Serena Williams doesn’t crumble. She intimidates, she bullies, she rages. But she doesn’t act the way she did Tuesday in the first round of the French Open. After choking away the second set against a no-name player ranked out of the top 100, Williams sat on her chair before the final set and started sobbing.
Right there in the middle of the match. Williams was crying. She covered her face with a towel. She grabbed tissue and blew her nose.
Who was that, anyway? Williams went on to lose a three-hour match, a marathon where guts usually wins. Williams, two points from winning, went on to lose to 111th-ranked Virginie Razzano, 4-6, 7-6 (7-5), 6-3.
In the 47th major championship of her career, Williams had lost in the first round for just the first time. It was also just the fourth time she had lost to a player out of the top 100.
“Yeah, it is disappointing, but it’s life,’’ Williams said. “Things could be a lot worse. I haven’t had the easiest past six months. Nothing I can’t deal with.’’
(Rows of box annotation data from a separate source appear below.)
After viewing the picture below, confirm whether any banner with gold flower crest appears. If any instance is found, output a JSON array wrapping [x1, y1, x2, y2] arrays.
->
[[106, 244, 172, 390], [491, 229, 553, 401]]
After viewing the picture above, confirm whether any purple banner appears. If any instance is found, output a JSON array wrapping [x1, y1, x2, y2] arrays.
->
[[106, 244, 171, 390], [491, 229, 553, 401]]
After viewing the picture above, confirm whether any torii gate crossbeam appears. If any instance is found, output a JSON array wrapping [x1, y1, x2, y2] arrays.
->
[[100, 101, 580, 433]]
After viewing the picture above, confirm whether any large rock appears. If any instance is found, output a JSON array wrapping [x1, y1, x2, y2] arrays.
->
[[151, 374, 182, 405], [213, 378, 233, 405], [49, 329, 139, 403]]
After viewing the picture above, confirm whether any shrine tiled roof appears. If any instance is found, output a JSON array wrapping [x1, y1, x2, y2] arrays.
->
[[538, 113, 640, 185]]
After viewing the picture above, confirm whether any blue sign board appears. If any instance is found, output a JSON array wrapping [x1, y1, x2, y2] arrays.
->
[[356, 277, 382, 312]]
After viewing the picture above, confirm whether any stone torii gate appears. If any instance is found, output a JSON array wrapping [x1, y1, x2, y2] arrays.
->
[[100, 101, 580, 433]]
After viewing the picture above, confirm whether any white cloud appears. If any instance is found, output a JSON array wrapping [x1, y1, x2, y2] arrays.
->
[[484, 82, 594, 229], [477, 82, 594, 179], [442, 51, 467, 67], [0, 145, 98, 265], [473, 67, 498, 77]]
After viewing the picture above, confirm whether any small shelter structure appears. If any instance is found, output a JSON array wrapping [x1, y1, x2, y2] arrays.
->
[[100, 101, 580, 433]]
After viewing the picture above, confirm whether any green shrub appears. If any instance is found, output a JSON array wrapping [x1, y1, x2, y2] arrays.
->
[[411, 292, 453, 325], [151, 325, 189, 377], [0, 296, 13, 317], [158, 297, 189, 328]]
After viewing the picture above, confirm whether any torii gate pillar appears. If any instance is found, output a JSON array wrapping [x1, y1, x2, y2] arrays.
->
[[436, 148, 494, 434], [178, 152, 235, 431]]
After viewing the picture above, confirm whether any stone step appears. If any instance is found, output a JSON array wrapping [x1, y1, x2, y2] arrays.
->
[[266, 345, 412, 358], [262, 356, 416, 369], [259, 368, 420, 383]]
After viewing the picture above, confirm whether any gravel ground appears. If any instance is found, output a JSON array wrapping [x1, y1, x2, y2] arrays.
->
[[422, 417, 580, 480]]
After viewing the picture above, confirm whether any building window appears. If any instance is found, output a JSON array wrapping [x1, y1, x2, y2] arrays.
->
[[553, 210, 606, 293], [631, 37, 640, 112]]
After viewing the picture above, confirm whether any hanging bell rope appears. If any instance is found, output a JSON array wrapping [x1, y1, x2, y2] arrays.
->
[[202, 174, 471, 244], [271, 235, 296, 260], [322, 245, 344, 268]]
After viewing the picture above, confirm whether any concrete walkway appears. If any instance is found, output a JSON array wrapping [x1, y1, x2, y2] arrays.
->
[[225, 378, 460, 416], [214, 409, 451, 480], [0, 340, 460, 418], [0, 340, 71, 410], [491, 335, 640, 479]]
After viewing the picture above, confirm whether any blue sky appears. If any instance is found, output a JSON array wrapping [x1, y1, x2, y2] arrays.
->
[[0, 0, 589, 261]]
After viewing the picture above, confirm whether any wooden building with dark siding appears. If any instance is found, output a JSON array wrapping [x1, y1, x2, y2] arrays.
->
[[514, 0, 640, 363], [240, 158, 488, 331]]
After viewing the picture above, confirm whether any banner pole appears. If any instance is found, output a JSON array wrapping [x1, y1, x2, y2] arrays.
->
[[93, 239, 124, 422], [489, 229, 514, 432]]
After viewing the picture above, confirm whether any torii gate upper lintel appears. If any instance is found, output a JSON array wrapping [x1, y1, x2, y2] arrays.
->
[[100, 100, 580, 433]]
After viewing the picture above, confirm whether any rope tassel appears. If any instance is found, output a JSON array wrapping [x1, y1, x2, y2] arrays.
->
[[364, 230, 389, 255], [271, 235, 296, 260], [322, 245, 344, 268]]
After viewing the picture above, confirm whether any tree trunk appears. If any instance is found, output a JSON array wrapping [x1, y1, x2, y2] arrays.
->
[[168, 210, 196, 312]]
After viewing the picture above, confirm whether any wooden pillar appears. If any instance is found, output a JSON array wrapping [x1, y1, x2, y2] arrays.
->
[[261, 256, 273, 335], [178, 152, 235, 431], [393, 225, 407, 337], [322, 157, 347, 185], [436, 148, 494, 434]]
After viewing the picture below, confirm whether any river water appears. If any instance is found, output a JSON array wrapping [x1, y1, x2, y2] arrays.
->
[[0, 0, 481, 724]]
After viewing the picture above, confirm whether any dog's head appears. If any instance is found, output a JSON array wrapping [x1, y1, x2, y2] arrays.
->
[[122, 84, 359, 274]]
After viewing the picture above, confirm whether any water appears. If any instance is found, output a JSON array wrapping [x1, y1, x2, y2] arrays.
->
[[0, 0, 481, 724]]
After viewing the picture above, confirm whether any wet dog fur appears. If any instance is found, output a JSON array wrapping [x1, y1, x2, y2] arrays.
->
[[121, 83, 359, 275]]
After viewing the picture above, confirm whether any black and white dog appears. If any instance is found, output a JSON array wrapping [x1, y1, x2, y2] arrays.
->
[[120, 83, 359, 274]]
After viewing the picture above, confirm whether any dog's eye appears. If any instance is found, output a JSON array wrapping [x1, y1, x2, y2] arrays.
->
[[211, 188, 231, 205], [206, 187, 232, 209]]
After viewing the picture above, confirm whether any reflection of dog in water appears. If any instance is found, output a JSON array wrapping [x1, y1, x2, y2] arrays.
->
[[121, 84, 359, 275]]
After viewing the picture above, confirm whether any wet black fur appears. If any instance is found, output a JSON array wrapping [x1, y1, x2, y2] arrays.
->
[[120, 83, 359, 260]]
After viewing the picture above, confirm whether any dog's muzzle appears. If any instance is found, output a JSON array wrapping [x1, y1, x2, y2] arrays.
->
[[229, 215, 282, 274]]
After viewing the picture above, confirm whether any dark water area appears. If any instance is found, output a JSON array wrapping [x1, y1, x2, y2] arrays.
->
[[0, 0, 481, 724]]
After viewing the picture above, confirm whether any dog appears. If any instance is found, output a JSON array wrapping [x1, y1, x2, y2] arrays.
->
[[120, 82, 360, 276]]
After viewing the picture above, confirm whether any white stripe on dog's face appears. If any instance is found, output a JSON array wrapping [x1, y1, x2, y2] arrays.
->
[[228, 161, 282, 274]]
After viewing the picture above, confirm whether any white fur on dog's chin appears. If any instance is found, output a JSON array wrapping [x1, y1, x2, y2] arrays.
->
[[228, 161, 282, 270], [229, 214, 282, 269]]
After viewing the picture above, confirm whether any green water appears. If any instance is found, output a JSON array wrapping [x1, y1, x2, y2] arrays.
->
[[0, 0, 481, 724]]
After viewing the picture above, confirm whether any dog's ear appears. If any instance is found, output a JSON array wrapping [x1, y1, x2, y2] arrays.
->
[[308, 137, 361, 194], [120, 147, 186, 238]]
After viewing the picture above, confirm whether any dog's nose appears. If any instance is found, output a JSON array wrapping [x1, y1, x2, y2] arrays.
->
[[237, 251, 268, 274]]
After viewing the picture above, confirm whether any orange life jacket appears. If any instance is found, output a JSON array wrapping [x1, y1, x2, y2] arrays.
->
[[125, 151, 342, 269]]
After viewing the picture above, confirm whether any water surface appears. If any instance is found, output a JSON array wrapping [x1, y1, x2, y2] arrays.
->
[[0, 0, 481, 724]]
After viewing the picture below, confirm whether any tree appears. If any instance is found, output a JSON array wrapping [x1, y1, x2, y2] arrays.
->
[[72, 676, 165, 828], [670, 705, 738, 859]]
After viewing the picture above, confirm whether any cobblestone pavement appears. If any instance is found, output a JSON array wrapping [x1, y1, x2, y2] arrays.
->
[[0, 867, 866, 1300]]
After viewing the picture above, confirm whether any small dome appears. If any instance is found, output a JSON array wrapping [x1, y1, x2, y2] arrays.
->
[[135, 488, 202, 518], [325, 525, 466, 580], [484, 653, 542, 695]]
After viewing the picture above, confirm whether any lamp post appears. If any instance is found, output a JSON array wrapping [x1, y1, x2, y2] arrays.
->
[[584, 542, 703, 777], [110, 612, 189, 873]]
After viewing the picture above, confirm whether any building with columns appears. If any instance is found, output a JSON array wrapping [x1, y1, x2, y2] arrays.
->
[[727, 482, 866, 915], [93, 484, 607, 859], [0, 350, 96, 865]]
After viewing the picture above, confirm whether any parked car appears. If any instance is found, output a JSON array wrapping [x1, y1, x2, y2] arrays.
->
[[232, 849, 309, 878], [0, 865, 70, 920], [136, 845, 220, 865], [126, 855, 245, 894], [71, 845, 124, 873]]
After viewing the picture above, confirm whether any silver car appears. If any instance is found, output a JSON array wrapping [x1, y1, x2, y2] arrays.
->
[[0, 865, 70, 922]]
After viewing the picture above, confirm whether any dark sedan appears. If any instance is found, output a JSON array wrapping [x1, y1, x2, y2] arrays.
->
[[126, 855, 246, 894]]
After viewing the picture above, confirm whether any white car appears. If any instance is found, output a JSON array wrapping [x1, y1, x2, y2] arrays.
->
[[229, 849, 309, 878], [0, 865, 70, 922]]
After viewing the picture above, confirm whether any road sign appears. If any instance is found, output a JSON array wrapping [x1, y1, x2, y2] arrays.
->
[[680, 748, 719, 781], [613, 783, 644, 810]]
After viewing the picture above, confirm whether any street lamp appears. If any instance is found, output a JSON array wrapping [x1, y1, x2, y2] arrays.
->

Perspective. In the past two years, Williams suffered with life-threatening blood clots in her lungs, and, she said, she also stepped on broken glass in a restaurant, leading to foot surgery.
So, yes, losing a tennis match isn’t the worst thing in the world. But Williams said she had to look back, figure out what she did wrong Tuesday and make sure it doesn’t happen again. It sounded like a simple mathematical formula. Maybe it is. Maybe it was just one bad day. But it looked just too different, too inexplicable. It looked like the start of Williams getting old.